孙少平现在走进的正是大牙湾的“河南区”。
他穿过铁路,上了一道小山坡,随意走进一个小院子(他想不到以后会和这小院结下那么深的不解之缘!)。这院落连同三四个小房子,都可以说是“袖珍”形的。房子只有一人多高,如果伸出手臂,就可以随便在房顶上拿放东西——那上面就是搁着许多日用杂物。

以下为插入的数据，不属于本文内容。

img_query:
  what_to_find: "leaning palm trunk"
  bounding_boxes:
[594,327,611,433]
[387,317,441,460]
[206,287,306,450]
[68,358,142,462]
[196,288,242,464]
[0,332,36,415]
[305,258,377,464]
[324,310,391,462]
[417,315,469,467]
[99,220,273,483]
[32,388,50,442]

“你找谁呀?”一个五岁左右的小男孩歪着头在院子里问他。
少平蹲下来,先笑嘻嘻地位住他的小胖手,问:“你叫什么名字呀?”
“我叫明明,王明明!”
听孩子的口音,少平知道这是一家河南人。
这时,一位三十大几的男人从屋里走出来,惊奇地打量着他,显然弄不明白一个陌生人来他家干什么?这人脸色有点白,是一种缺乏日晒的那种没有血色的白。他背驼得厉害,镶着两颗“金牙”。从他高的身材轮廓看,年轻时一定是个很展拓的后生。少平凭直观判断,他的驼背和那两颗假门牙都是煤矿留给他的纪念。
“你找谁?”他用很地道的河南话疑惑地问少平。少平从地上站起来,说:“王大哥,能不能在你家买一两毛钱的醋?”他之所以这么直截了当,是因为他看出这是一个普通劳动者的家庭,不必转弯抹角。他从孩子嘴里知道他姓王。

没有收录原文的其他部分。